Australian Financial Review
An epic legal battle between Apple and one of the world’s most popular video game makers is a stark reminder that Australia needs a major overhaul of how Apple and Google are regulated, the competition watchdog says.
Hearings in the protracted stoush over who gets the control app stores and payment systems on mobile phones are set to start in the Federal Court in Melbourne on Monday. Epic Games, a North Carolina-headquartered software developer, has accused Apple of illegally using its control of the iPhone app store to stifle competition.
Epic makes Fortnite, one of the biggest video games in the world. It was one of the most profitable games in history in 2020, when the company first filed suit against Apple.
A separate 2021 lawsuit against Google, over similar allegations of anticompetitive conduct related to control of Android phones, has since been merged into the Apple trial for expediency, as have two class-action lawsuits brought against Apple and Google by Australian phone users, alleging they have been harmed by the same anticompetitive behaviour described by Epic.
All four cases are being heard in the one, 16-week-long mega trial expected to feature the rare sight of Apple and Google executives all testifying for the defence, though each of the four cases will receive its own verdict. However, the class action lawsuits against Apple and Google can only succeed if Epic wins its lawsuits against the companies.
After suffered multiple delays and a change of venue from Sydney to Melbourne before finally getting its day in court, the trial come just as the issue of app store dominance is coming to a head internationally.
On March 7, the European Union enacted the Digital Markets Act, forcing Apple to open the iPhone up to competing app stores, and to allow iPhone apps to be installed from websites. That is largely what Epic wants the Federal Court to do in Australia.
Epic took Apple to court after it had its license to distribute iPhone apps revoked by the tech giant in August 2020, when Epic complained a 30 per cent App Store commission was too high and attempted to lure customers to its own website to complete games purchases.
More than three years into the dispute, Apple still doesn’t allow Epic apps in its store.
This month, Apple also tried to block Epic from setting up its own app store in the EU.
In January, Epic chief executive Tim Sweeney described Apple’s compliance with the new European laws as “devious” and “hot garbage” because the company was forcing developers to agree to “a new also-illegal anticompetitive scheme rife with new junk fees” if they wanted to use other app stores on iPhones.
Apple officials declined to comment on how the EU laws might affect the Australian lawsuit.
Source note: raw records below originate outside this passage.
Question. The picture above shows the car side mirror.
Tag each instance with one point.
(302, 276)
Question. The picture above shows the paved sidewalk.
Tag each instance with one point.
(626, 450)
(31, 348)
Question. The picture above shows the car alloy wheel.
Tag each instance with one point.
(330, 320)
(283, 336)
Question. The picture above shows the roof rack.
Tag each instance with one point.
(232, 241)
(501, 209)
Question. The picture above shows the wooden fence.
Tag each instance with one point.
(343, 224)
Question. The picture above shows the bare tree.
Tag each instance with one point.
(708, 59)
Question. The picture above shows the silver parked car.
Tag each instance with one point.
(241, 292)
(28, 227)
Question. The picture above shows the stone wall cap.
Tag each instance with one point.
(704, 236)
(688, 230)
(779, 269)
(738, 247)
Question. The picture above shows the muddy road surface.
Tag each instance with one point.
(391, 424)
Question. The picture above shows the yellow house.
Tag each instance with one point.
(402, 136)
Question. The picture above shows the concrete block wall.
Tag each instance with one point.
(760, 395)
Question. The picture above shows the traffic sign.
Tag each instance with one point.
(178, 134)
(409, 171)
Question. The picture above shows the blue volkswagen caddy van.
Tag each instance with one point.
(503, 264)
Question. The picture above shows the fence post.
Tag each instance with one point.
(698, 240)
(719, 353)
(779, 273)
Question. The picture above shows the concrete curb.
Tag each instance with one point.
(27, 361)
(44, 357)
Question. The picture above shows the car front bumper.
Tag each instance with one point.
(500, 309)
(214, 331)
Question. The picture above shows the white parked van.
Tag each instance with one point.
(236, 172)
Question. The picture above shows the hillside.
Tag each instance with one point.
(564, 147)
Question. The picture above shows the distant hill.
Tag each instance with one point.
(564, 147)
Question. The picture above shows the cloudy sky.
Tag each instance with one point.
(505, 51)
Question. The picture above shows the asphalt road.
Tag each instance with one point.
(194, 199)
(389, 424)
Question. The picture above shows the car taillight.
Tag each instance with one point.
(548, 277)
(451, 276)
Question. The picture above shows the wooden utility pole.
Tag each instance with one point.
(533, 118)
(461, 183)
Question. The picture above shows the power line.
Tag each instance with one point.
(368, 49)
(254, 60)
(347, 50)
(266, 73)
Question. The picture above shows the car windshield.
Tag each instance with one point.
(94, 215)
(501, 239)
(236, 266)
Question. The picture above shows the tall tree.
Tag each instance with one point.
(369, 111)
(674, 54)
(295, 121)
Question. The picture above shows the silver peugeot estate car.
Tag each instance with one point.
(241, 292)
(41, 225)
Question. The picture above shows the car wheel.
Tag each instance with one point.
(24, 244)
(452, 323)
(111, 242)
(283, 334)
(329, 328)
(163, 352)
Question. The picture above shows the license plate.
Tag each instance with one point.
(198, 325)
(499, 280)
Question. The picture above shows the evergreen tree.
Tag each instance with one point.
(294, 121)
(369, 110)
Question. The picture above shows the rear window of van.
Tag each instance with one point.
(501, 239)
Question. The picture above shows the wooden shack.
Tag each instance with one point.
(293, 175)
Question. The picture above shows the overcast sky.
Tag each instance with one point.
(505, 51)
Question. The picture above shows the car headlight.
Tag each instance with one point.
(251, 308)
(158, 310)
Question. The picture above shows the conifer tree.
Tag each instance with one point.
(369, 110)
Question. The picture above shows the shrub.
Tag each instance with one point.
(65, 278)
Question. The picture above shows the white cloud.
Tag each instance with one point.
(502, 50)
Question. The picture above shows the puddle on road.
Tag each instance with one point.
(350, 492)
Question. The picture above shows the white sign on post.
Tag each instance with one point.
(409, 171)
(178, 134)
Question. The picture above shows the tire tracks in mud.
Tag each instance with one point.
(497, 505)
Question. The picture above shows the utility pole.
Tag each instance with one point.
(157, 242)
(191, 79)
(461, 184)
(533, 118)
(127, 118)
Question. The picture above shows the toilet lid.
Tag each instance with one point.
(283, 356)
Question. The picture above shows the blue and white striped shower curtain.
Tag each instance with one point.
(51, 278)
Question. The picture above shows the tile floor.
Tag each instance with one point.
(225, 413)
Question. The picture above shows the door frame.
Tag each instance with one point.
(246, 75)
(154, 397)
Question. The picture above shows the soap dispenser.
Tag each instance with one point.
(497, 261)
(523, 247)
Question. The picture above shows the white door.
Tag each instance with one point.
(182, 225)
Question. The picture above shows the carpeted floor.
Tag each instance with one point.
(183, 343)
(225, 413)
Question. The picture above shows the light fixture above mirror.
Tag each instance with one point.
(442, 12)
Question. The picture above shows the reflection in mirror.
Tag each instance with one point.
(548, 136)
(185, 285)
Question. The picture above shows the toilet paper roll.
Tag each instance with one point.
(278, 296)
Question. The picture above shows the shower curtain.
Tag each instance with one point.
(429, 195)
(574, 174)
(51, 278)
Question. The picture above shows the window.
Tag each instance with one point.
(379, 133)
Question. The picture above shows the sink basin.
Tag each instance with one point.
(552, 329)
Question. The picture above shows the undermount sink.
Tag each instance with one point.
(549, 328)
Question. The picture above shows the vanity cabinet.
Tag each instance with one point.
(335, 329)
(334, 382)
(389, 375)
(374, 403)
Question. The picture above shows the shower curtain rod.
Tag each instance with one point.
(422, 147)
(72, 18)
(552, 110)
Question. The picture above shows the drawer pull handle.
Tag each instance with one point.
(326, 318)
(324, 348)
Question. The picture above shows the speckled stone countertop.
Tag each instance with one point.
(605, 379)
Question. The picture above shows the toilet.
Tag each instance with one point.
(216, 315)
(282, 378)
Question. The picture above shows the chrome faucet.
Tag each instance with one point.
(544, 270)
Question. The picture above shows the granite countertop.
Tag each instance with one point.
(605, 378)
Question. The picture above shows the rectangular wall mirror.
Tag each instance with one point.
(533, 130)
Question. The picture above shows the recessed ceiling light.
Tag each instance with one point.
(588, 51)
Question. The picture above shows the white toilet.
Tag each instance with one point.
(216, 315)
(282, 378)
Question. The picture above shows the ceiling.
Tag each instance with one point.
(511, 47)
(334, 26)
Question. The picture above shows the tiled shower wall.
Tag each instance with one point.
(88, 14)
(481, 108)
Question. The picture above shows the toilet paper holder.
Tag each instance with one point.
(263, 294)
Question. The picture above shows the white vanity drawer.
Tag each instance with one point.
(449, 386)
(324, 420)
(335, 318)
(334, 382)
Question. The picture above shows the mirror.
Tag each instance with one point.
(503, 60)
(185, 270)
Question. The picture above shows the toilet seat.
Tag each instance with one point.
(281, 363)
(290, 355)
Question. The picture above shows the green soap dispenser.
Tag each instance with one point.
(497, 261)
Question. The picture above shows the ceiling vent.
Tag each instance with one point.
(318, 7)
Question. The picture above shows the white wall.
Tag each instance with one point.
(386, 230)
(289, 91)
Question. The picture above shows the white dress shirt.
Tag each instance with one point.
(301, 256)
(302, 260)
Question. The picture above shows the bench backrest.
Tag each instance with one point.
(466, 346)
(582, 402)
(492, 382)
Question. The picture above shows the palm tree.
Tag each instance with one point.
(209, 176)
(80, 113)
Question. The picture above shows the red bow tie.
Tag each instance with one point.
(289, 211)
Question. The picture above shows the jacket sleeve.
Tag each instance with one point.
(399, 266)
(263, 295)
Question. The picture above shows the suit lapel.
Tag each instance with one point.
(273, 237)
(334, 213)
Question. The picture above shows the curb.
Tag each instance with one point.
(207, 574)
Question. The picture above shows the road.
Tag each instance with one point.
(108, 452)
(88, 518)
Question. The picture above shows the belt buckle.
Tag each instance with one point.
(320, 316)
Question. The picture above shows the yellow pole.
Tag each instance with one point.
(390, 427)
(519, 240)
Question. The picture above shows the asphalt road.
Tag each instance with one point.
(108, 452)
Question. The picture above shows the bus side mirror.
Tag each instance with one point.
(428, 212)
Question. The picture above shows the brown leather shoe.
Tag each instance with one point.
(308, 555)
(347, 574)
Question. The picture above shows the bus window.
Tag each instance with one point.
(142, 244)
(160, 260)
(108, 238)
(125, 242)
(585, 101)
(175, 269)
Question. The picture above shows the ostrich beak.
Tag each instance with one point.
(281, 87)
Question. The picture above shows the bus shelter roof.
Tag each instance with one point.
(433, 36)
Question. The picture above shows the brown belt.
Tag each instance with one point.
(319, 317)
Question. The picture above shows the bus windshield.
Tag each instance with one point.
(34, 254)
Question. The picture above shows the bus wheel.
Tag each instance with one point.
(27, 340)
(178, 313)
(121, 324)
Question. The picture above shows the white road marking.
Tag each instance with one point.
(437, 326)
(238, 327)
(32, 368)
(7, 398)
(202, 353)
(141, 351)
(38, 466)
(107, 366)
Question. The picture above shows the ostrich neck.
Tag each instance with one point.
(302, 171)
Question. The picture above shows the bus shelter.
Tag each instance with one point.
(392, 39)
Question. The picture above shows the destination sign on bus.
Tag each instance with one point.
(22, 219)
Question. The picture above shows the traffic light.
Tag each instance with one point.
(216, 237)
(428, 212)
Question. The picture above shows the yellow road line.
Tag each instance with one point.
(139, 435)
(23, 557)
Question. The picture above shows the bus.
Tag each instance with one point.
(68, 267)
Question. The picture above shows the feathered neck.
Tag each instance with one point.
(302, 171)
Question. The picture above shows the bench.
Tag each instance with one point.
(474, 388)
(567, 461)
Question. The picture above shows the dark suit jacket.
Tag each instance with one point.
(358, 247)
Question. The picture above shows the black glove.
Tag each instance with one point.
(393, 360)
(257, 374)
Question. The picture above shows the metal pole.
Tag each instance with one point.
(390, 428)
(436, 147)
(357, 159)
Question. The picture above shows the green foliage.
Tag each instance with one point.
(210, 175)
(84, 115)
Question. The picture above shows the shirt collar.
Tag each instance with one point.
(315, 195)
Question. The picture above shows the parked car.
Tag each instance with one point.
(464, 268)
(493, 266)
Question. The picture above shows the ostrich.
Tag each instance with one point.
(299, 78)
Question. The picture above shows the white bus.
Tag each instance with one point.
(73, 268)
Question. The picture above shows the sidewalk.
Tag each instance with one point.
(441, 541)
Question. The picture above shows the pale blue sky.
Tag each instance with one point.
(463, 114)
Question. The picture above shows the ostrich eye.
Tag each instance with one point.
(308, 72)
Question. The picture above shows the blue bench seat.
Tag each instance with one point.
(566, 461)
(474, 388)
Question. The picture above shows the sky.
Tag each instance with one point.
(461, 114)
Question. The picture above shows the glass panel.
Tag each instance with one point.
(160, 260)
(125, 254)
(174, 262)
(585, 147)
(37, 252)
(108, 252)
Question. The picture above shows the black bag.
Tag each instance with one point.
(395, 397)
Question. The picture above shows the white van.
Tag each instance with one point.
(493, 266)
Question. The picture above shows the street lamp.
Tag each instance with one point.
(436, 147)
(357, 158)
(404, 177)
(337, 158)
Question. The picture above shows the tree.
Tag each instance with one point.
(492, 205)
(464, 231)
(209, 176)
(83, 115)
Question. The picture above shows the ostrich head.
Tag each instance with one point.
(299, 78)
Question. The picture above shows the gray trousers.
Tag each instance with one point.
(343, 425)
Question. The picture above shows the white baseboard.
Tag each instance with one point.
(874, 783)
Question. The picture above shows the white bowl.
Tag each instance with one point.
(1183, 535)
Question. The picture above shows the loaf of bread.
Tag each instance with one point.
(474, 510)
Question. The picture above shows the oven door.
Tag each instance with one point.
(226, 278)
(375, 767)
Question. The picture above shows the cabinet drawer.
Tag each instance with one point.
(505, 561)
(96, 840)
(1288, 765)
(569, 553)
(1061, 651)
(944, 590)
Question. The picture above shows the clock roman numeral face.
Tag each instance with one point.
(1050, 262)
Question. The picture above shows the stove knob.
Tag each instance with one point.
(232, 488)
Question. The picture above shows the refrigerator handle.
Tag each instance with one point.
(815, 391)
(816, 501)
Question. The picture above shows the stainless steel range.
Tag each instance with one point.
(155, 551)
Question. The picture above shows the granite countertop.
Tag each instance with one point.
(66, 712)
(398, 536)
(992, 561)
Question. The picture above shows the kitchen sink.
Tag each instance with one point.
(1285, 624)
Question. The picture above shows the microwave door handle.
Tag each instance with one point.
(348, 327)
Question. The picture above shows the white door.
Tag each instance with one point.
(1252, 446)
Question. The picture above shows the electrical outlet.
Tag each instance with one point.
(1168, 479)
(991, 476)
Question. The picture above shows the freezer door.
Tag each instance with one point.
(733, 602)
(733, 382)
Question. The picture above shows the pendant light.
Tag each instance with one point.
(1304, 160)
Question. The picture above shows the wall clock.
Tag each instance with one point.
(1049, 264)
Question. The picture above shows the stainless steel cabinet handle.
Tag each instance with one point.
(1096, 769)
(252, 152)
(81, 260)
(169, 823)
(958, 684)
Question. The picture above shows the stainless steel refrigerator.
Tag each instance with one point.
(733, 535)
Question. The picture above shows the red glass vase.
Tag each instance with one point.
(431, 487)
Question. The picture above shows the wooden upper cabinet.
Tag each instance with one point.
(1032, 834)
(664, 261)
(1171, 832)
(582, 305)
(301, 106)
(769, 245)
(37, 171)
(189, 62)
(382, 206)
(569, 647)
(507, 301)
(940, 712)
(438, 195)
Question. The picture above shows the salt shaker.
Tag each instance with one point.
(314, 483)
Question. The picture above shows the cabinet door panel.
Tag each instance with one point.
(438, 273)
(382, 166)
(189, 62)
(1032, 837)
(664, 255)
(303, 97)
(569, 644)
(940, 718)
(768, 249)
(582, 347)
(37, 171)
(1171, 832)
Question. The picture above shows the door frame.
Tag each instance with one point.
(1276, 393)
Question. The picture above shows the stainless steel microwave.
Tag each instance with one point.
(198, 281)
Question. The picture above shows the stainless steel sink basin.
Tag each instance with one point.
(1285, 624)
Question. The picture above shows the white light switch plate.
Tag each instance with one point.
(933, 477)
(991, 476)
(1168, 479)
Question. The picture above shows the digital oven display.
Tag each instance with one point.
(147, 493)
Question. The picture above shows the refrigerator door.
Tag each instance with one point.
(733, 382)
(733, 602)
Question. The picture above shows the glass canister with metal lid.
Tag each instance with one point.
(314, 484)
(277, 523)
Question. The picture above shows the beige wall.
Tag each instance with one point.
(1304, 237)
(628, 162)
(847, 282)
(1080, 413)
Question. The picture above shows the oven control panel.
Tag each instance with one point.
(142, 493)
The company has since reversed its decision to block Epic from setting up its own app store for EU-based iPhone users.
But the Australian Competition & Consumer Commission said in a statement that because the new rules in Europe and similar regulations in the United Kingdom “aren’t rolling out globally, it’s unlikely Australian consumers will gain any benefits unless we enact our own reforms”.
The years-long delays before the start of the Australian trial – where a decision is not expected until late this year or early 2025 – shows that current competition laws “don’t suit rapidly evolving digital markets”, an ACCC spokeswoman said in response to questions from The Australian Financial Review.
But the case does address the same questions of app store market dominance the ACCC has been grappling with since 2020, when it launched a digital platforms inquiry to investigate, among other things, Apple and Google’s market power on mobile phones.
Following a years-long investigation, the ACCC recommended mandatory codes of conduct that would govern the app stores, addressing the high fees charged by the app stores, and the question of whether app developers should be allowed to use their own credit card processing systems, rather than the ones supplied by Apple and Google.
“A mandatory code of conduct for app stores could require digital platforms to make alternative app marketplaces available on mobile devices and allow app developers to offer alternative in-app payment methods,” the commission’s spokeswoman said.
“These changes would give consumers greater access to a variety of apps and app stores and provide app developers with more transparency about the pricing, performance and review processes when distributing their services on app stores.”
In December, the Albanese government agreed to those reforms, in principle, and tasked Treasury to start designing them.
Johanna Weaver, the director of Australian National University’s Tech Policy Design Centre, said that regardless of who wins the matters before the Federal Court, the outcome will provide good political cover for the government to enact the ACCC’s recommendations.
If Apple and Google were to win – Apple did win a similar lawsuit brought by Epic in the United States – the government could argue the outcome proves Australian laws aren’t good enough and need updating. If Epic wins, the government could say the outcome proves Apple and Google need to be regulated, Professor Weaver said.
The fact that legislators in the EU have stepped in during the years Epic was waiting for its Australian trial to begin means that there was now a little less at stake in the trial than there would have been had it not been so delayed, she said.
“But that’s not to say this case isn’t significant. I think everyone will be watching the outcome because it will shape and validate the approach the EU is taking and that the [Australian] government is signalling that it’s going to be taking.
“This case is about the fundamental shape of the internet and the digital infrastructure that we all use. It’s a step away from the walled garden,” Professor Weaver said.